Experimental biomechanical platforms and theoretical models of epithelial mechanics are sorely needed to explore and test the physical principles of self-organization. First, theoretical models of morphogenesis are needed that are predictive and can identify experimentally testable features that would discriminate between different driving processes. The biomechanical theories of ventral furrow formation are some of the most mature in developmental biomechanics. However, even these models have significant gaps in their representation of cellular mechanics; for instance, these theories have not addressed potential roles for nuclear translocation or cellular mechanisms for cell shortening or how cells might locally reinforce their stiffness in the apical-basal direction. Since models do not incorporate molecular level cellular mechanics they have not delivered predictions that can be experimentally tested on that scale. For instance, detailed molecular models of epithelial cells are needed from which apical constriction or other bending-moment phenomena might emerge. Numerous genetic studies have identified roles for assembly and maintenance of adhesions at the lateral and apical junctional complexes, but these roles have not been comprehensively tested.

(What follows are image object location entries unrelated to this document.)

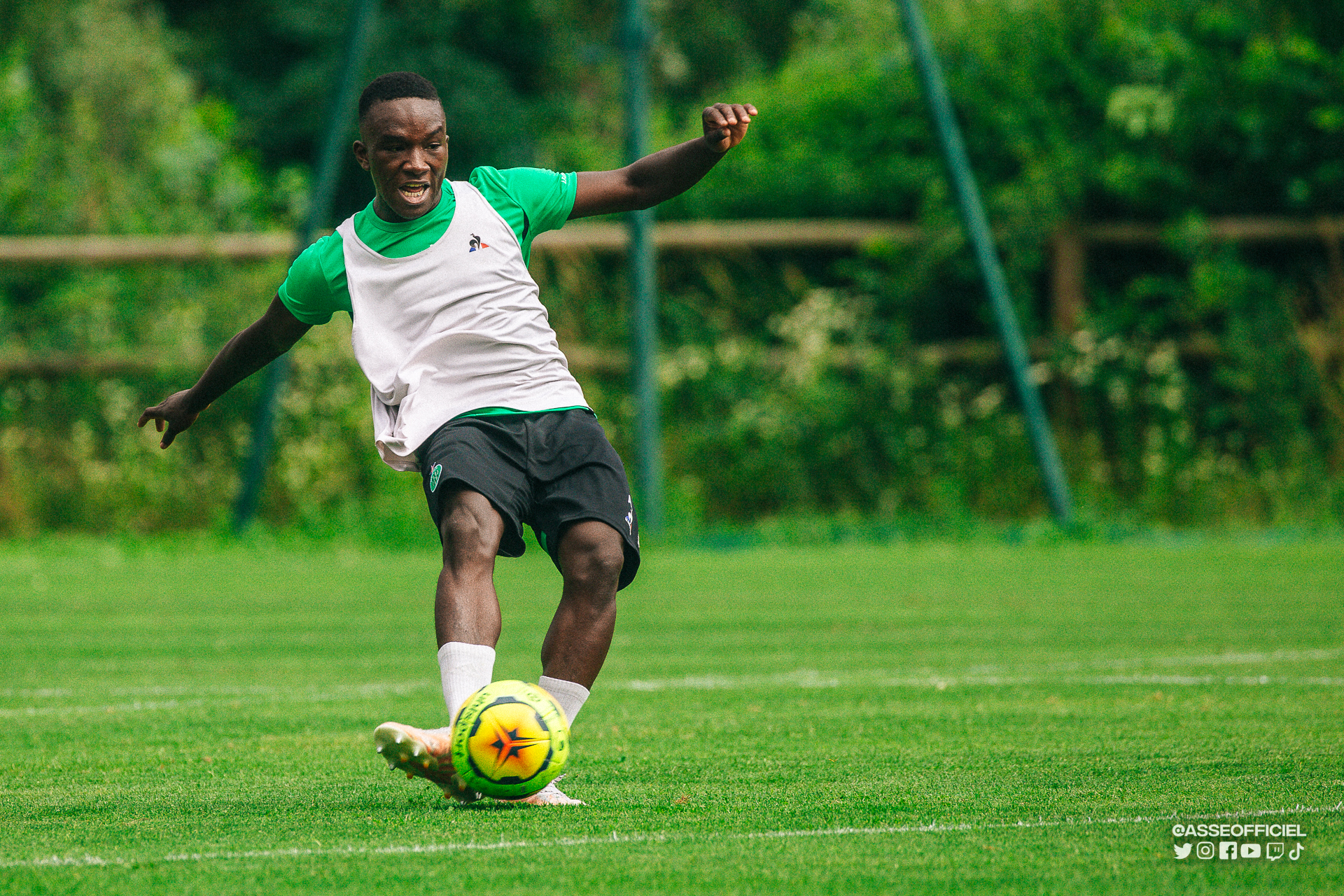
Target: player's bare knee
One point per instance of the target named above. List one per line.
(593, 559)
(470, 539)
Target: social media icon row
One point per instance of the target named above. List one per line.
(1233, 849)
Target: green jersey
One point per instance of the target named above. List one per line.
(531, 200)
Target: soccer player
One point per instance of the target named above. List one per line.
(470, 386)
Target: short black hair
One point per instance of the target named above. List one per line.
(396, 85)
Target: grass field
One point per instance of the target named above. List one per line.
(974, 718)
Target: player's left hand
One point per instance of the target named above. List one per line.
(726, 124)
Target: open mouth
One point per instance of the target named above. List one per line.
(414, 191)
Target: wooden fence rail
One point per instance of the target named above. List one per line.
(1070, 245)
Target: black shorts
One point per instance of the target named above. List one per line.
(547, 469)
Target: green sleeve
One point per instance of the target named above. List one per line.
(533, 200)
(316, 285)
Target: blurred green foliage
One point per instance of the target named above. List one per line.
(1205, 387)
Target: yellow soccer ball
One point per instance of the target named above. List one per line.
(510, 741)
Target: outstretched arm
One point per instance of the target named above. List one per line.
(248, 352)
(666, 174)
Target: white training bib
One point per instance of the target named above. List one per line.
(456, 327)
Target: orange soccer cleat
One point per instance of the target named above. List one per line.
(424, 754)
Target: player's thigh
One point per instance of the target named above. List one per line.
(582, 480)
(473, 460)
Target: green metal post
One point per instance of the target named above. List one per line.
(328, 169)
(977, 230)
(644, 337)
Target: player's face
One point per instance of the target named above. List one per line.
(405, 148)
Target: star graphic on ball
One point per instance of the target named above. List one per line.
(508, 745)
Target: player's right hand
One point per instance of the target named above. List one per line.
(175, 412)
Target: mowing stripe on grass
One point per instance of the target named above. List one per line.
(664, 837)
(722, 682)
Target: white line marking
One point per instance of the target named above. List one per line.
(804, 679)
(663, 837)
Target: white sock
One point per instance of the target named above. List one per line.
(465, 668)
(569, 695)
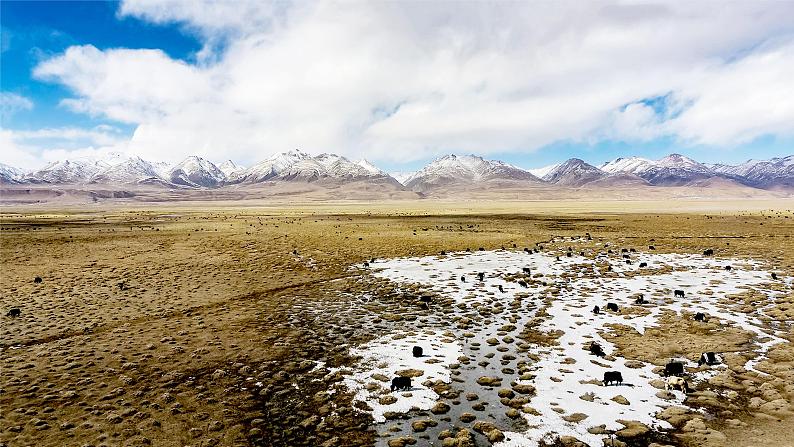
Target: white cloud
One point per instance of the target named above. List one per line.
(403, 81)
(11, 103)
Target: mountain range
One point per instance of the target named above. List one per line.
(446, 172)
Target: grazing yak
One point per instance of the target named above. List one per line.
(673, 369)
(677, 383)
(708, 358)
(401, 383)
(612, 377)
(596, 350)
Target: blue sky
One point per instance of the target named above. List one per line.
(243, 80)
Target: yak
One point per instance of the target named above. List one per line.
(680, 383)
(708, 358)
(612, 377)
(401, 383)
(596, 350)
(673, 369)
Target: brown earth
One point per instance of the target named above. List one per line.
(227, 319)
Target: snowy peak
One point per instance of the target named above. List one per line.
(132, 170)
(196, 171)
(10, 174)
(79, 170)
(300, 166)
(574, 172)
(672, 170)
(630, 165)
(229, 168)
(453, 169)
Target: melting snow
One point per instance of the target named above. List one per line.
(559, 381)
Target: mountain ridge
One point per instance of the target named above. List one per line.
(448, 171)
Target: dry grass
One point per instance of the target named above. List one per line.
(215, 301)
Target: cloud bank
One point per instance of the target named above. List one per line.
(397, 82)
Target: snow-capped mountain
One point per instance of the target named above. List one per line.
(573, 172)
(131, 170)
(196, 171)
(452, 169)
(542, 172)
(631, 165)
(298, 165)
(79, 170)
(776, 172)
(10, 174)
(229, 168)
(402, 176)
(672, 170)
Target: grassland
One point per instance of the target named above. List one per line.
(208, 325)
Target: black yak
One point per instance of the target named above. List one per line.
(612, 377)
(673, 369)
(401, 383)
(708, 358)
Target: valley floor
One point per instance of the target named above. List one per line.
(209, 325)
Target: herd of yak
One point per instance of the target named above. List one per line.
(673, 371)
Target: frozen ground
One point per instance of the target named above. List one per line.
(569, 397)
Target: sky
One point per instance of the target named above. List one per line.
(398, 83)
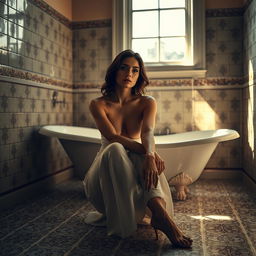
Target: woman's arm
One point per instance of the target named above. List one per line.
(108, 130)
(154, 165)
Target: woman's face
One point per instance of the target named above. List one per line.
(128, 73)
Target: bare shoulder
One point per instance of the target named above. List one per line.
(148, 100)
(97, 103)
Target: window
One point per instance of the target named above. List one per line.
(169, 35)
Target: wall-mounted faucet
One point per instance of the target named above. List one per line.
(55, 99)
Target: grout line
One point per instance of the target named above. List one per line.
(78, 242)
(43, 237)
(160, 246)
(12, 232)
(253, 249)
(202, 229)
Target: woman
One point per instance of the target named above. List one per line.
(127, 176)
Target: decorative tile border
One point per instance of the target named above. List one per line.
(20, 74)
(91, 24)
(219, 81)
(224, 82)
(72, 25)
(224, 12)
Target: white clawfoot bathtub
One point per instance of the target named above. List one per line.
(185, 154)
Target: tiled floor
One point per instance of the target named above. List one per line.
(220, 216)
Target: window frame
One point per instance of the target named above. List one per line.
(121, 39)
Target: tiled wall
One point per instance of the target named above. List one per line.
(249, 91)
(32, 40)
(183, 104)
(36, 59)
(48, 53)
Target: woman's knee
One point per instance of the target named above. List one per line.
(115, 148)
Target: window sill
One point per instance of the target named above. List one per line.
(177, 74)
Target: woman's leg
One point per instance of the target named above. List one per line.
(162, 221)
(121, 192)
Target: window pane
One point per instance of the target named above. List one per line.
(172, 49)
(144, 4)
(172, 3)
(145, 24)
(147, 48)
(172, 23)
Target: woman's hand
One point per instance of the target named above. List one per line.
(150, 171)
(159, 163)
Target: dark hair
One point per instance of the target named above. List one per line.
(108, 88)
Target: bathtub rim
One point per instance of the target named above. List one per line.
(230, 134)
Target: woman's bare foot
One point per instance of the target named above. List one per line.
(162, 221)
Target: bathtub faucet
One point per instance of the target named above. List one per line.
(55, 101)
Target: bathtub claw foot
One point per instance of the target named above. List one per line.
(180, 193)
(180, 183)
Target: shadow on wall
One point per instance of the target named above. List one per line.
(249, 122)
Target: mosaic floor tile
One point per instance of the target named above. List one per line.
(218, 215)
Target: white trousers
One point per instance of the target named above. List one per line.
(114, 185)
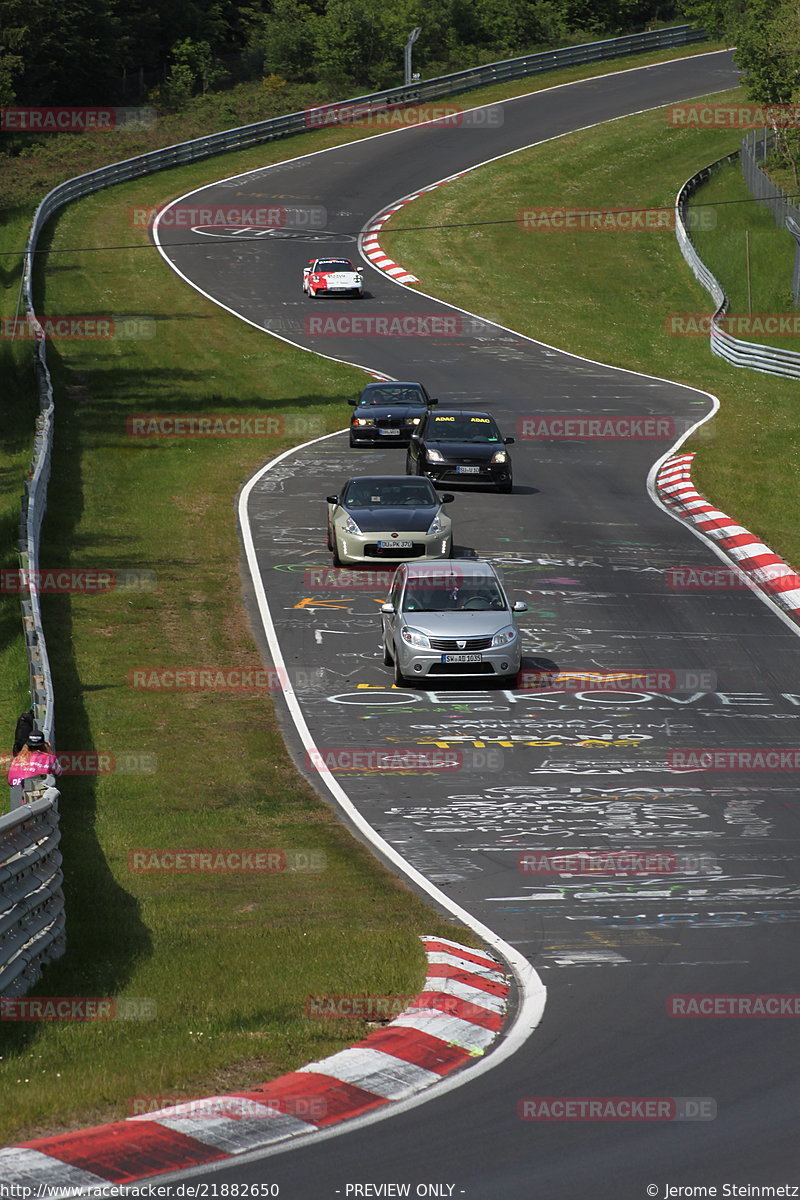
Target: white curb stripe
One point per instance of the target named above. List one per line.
(374, 1072)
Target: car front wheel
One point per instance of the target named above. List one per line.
(398, 677)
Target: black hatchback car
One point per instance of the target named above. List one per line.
(459, 447)
(388, 413)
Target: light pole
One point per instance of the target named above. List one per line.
(411, 37)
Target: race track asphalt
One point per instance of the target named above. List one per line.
(582, 541)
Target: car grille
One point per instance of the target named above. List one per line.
(470, 645)
(373, 550)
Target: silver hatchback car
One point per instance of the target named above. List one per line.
(450, 618)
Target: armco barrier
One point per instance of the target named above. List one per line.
(35, 498)
(768, 359)
(31, 900)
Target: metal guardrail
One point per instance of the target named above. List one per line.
(739, 353)
(31, 900)
(35, 498)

Synthetic experimental models of morphogenesis should also be used to test cellular mechanics of self-organization. Due to their small size or inaccessibility during development, many of the most interesting and clinically relevant biomechanical phenomena are challenging to test experimentally. However, programs of morphogenesis could install within synthetic biology test-beds where the principles of self-organization can be experimentally dissected. Our group has succeeded in exogenously stimulating apical contractions within a biophysical apparatus that allows simultaneous measurements of compliance, force generation and 3D geometry (Figure 3C, D, and E). For instance, principles of self-organization can be observed in minimally patterned embryoid bodies [34] or Xenopus animal caps [35]. A range of approaches combining classical embryology, modern molecular biology, experimental biophysics and synthetically engineered tissues are being used to understand the naturally evolved machines of epithelial morphogenesis.